Back at the precinct, Rosa (Stephanie Beatriz) tries to ask Terry (Terry Crews) for advice on a drug case. However, Terry is distressed over taking over the precinct temporarily as he wanted to be a good leader, just like Holt. He attempts to find Holt's manual in order to be a good leader, but realizes that Holt had actually trusted him in making decisions after reading the manual. He gains confidence and proceeds to tell Rosa how to solve her drug case. Meanwhile, Charles (Joe Lo Truglio) attempts to find out from Gina (Chelsea Peretti) why their parents broke up. He tries to get Gina to investigate it with him, but she refuses to do so. Charles dons a mask with Gina's face on it and tries to unlock Gina's phone to find the truth, and finds out that Gina was the one who coerced her mother in to breaking up with Charles' dad. Gina later reveals it was because her mother was cheating on his father, and the reason she did not want to disclose it initially was because she did not want to hurt his feelings.

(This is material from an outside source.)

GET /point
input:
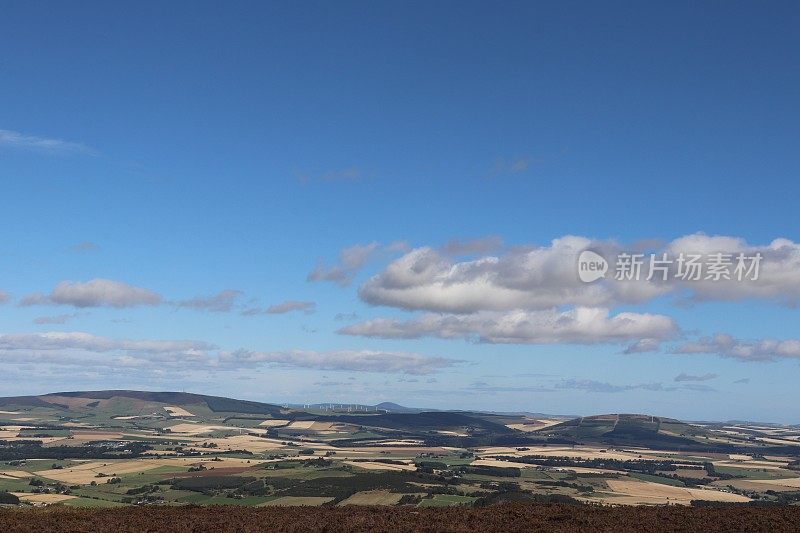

Jake and Amy come back from their honeymoon to learn that Holt had publicly rebelled against John Kelly's initiative, and as a form of retaliation, John Kelly has moved the entire precinct into the bullpen. Jake and Amy stare in surprise as they watch the overcrowded bullpen going about their business.

==Reception==
===Viewers===
In its original American broadcast, "Honeymoon" was seen by an estimated 3.54 million household viewers and gained a 1.2/5 share among adults aged 18–49, according to Nielsen Media Research. This was almost a 97.8% increase from the previous episode, which was watched by 1.79 million viewers with a 0.8/3 in the 18-49 demographics. This means that 1.2 percent of all households with televisions watched the episode, while 5 percent of all households watching television at that time watched it. With these ratings, Brooklyn Nine-Nine was the third highest rated show on NBC for the night, beating The Good Place but behind Law & Order: SVU and The Titan Games, third on its timeslot and seventh for the night, behind The Big Bang Theory Young Sheldon, Mom, Fam and The Titan Games.

===Critical reviews===
"Honeymoon" received positive reviews from critics. LaToya Ferguson of The A.V. Club gave the episode an "A" grade and wrote, "As a season premiere, 'Honeymoon' is exactly the episode you want to start things off on the right foot for Brooklyn Nine-Nine. But the same is also true for its role as a coming out party for Brooklyn Nine-Nine on NBC. It’s not that 'Honeymoon' is the best episode of Brooklyn Nine-Nine, but not only does it impressively accomplish everything it needs to do in one fell swoop, it also does so while keeping the humor level up and setting up for some interesting dynamics moving forward. In that case, it is absolutely exemplary."

Kathryn VanArendonk of Vulture wrote, "It’s easy to forget because Brooklyn Nine-Nine does its job so well, but this is a fundamentally an escapist show. In its sixth season, though, it’s trying to be that without forgetting that it’s also set inside an arm of the government meant to enforce a fundamentally unjust status quo, at a time when the status quo seems to be on the verge of catastrophic collapse. That balancing act is no mean feat."

Alan Sepinwall of Rolling Stone wrote that the episode is a "very promising start to the new era, mainly by being a lot like the old one. What did everybody else think?", but calls the subplots of the episode a "mixed bag".